Date of Award

August 2013

Degree Type

Dissertation

Degree Name

Doctor of Philosophy

Department

English

First Advisor

Vicki A. Callahan

Committee Members

Gregory Jay, Sandra Jones, Shelleen Greene, Robert Smith

Keywords

African American Independent Cinema, Charles Burnett, L.A. Rebellion, South Los Angeles, Watts Revolt

Abstract

The films of Charles Burnett from 1969 through 1990 focus on the presentation of black working-class men in South Los Angeles as the decline of industrial jobs alters the socioeconomic landscape.
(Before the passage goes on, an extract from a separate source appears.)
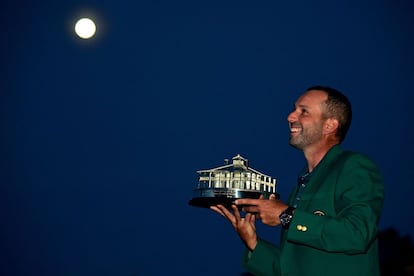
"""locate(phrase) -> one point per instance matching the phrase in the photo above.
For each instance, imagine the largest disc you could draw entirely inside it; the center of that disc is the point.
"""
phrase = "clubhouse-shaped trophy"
(224, 184)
Two periods that are important to understand the historical reference of Burnett's films are the Second Great Migration, in which African Americans evacuate the oppressive climate of Jim Crow to live in Los Angeles during World War II, and the Watts Revolt, a week in August in which residents of the Watts region revolted against law enforcement and business owners in response to the treatment of two African American motorists by California Highway Patrolmen. Burnett's films contain influences from Third Cinema and Modernist European Cinema, as shown in the use of handheld cameras on location shoots with non-professional actors. Burnett's earlier films rely on an episodic narrative structure to follow how his black male protagonists either transform their lives to adjust to the now-limited work opportunities, or stagnate themselves because the new climate has made them apathetic towards any hope for progress. His later films incorporate spatial narration, a storytelling strategy that relies on the formula of the classical Hollywood narrative. Rather than use this narrative structure commonly found in mainstream American cinema to establish a conflict, climax, and resolution within the story, Burnett is more focused on the relationship between space and time, demonstrated in the onscreen presence of older and younger characters and issues that pertain to both historical (i.e. migration era) and contemporary (i.e. post-Watts Revolt) identity. Ultimately, this project identifies components in Burnett's filmmaking style and storytelling approach that allow him to present the lives of black working-class men of South Los Angeles and how they are effective.